Seufzend zog ich eine dunkle Jeans und eine hübsche Bluse aus dem Schrank, um mich endlich ausgehfertig zu machen. Mom und Dad hatten das Essen zu 19:00 Uhr angesetzt, doch ich wollte etwas früher da sein. Einerseits, um ihnen bei den letzten Handgriffen zu helfen und andererseits bestand noch immer die leise Hoffnung, dass Gab auftauchen würde. Ich fühlte mich hin- und hergerissen: Auch wenn ich mir wünschen würde, dass er sich endlich wieder mit seiner Familie vertrug, so standen unsere persönlichen Differenzen noch immer im Weg. Eigentlich war ich noch nicht bereit für ein Wiedersehen, beziehungsweise eher einem Gespräch. Ich vermisste ihn dennoch.

Es waren zwar nur ein paar Tage vergangen, doch ich fühlte mich bereits einsam ohne seine Nähe. Es war wie damals in London, nur dass wir jetzt die Möglichkeit besaßen, den Streit zur Seite zu legen und persönlich darüber zu sprechen. Doch sobald ich ihn sah, spukte der fatale Kuss in meinem Kopf herum und hinterließ nur schwitzige Hände und heftiges Herzklopfen. Ich wurde nervös wie noch nie in seiner Gegenwart. Aus diesem Grund hatte ich gestern auch die Flucht ergriffen, als ich ihn vor unserem Wohnblock stehen sah.
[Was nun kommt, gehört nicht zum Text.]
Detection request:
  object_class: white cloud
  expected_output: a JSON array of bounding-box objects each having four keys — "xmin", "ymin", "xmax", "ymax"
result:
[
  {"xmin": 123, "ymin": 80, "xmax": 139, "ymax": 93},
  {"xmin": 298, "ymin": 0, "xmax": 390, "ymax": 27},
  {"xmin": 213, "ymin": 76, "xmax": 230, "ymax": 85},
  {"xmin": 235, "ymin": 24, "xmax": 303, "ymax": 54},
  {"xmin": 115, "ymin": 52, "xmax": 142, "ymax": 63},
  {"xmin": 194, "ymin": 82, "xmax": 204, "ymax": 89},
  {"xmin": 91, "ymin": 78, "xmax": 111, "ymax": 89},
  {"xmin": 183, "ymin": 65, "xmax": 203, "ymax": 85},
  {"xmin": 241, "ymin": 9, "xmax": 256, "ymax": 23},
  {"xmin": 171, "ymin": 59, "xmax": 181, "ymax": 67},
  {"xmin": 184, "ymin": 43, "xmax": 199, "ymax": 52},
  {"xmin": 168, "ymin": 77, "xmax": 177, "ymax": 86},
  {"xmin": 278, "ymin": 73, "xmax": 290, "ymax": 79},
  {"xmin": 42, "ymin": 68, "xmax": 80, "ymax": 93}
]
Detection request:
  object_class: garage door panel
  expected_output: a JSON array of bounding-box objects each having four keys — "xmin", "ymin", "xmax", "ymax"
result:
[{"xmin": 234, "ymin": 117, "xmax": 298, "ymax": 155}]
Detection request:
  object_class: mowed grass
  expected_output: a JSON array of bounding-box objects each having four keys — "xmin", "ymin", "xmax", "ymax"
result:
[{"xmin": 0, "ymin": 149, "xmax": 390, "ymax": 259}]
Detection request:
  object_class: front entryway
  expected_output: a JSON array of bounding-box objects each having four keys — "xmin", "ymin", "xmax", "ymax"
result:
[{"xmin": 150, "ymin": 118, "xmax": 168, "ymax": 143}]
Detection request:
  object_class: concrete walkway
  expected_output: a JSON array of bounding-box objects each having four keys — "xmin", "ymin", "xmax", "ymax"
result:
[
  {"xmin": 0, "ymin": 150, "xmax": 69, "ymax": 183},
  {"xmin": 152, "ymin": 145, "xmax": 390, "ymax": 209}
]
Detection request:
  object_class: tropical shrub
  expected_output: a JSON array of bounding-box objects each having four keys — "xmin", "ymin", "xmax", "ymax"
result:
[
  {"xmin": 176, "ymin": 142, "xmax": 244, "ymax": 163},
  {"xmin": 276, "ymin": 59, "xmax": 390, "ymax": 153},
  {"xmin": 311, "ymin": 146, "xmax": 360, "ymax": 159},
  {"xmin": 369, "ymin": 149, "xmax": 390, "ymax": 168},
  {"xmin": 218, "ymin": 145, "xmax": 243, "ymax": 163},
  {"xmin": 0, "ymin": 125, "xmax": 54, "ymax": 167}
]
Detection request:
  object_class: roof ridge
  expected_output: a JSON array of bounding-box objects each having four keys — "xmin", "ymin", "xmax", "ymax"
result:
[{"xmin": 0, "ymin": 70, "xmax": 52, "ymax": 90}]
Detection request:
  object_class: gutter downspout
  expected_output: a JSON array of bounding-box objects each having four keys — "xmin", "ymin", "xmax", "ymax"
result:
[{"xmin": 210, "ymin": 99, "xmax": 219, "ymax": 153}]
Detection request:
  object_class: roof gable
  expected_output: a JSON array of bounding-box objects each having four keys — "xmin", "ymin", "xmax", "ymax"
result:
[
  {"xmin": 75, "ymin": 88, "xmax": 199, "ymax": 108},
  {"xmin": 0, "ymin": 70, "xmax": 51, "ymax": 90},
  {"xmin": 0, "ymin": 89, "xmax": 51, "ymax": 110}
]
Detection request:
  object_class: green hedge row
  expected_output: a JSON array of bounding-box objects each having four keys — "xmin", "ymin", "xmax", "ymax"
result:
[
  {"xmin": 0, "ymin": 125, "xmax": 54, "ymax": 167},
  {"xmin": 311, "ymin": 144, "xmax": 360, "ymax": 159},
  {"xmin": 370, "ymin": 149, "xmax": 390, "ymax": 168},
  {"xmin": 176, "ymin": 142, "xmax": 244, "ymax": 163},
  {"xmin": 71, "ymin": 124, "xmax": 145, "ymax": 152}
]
Mike hatte mich netterweise nach dem Feierabend nach Hause gefahren, sodass ich schneller als sonst Zuhause ankam. Das Aufeinandertreffen mit Gabriel und das kurze Verhaken unserer Blicke brachten mich sofort aus dem Konzept. Am liebsten hätte ich die Autotür aufgerissen, wäre auf ihn zu gerannt und hätte mich in seine Arme geschmissen. Ich hätte mich für mein albernes Verhalten entschuldigt und mit ihm erwachsen und nüchtern über die Situation geredet.